Host Institution: University of Padova (UniPD)

Project: Distributed characterization and sensing using HOM fibres

About

Loreto Valentina Romero Ponce studied Electronic Engineering at Universidad Técnica Federico Santa María (UTFSM) in Chile. Her specialization is in Telecommunications and she has specialized in Computer Networks and Optical Fibers Propagation. During the writing of her thesis at UTFSM, she implemented an interferometric optical phase detection scheme for Distributed Acoustic Sensors using Rayleigh backscattering, receiving her title in 2022.

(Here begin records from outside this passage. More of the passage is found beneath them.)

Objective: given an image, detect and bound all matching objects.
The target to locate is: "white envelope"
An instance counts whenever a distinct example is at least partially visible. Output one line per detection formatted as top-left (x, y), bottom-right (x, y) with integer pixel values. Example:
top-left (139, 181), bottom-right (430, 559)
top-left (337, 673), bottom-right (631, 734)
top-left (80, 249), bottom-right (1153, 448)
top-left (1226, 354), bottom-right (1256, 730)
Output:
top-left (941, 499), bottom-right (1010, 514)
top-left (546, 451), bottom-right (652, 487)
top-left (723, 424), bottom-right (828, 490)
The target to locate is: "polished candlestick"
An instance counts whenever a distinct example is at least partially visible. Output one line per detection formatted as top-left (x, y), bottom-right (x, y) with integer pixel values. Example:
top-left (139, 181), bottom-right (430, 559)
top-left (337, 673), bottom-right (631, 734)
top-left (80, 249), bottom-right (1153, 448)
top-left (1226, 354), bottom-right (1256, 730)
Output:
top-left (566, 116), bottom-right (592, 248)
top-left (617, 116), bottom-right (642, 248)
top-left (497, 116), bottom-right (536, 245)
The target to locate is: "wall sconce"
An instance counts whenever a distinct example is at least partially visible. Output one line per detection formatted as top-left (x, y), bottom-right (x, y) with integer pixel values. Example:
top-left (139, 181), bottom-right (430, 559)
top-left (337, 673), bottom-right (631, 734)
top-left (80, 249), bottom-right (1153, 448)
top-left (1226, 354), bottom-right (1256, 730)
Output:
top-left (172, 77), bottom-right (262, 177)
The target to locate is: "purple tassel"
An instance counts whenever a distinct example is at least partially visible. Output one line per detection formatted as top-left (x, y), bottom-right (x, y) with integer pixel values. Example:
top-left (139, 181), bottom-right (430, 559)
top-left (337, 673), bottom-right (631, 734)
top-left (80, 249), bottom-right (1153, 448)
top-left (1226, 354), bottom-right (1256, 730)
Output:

In the last year, Loreto worked at a science and technology center from UTFSM where she led the commissioning and subsequent installation of a Chilean-designed equipment, capable of transmitting wave signals within the 5G-6G band, at the Nokia Bell Labs facility in Murray Hill, New Jersey, USA.

Project Objectives:

The main objective is to develop novel and effective models and data analysis algorithms to characterize the local properties of SDM fibres by analyzing the Rayleigh scattering of the fibre. This should be done having in mind both fibre distributed characterization and its application to distributed sensing. Concisely, the activity consists in the following main tasks:

  • Implementation of an accurate numerical system model to generate realistic synthetic distributed measurements.
  • Theoretical analysis of the intrinsic limits and bounds of distributed measurements.
  • Design and development of novel algorithms to determine specific properties of the fibre, such as intrinsic modal dispersion and bending-and twist-induced coupling.
  • Implementation of experimental testbeds.
  • Experimental verification and application of the developed distributed measurement techniques.

Expected Results: 

Exploring and exploiting use of multimode fibers to enhance performance of distributed sensors e.g. reflectometric measurements. Development of numerically assisted methods, using tools such as data-driven discovery of partial differential equations and machine learning (objective 3). To this aim, reliable synthetic data must be created (objective 1) and intrinsic bounds must be analyzed (objective 2). The techniques will be tested in controlled conditions (objective 4) and applied to various scenarios (objective 5).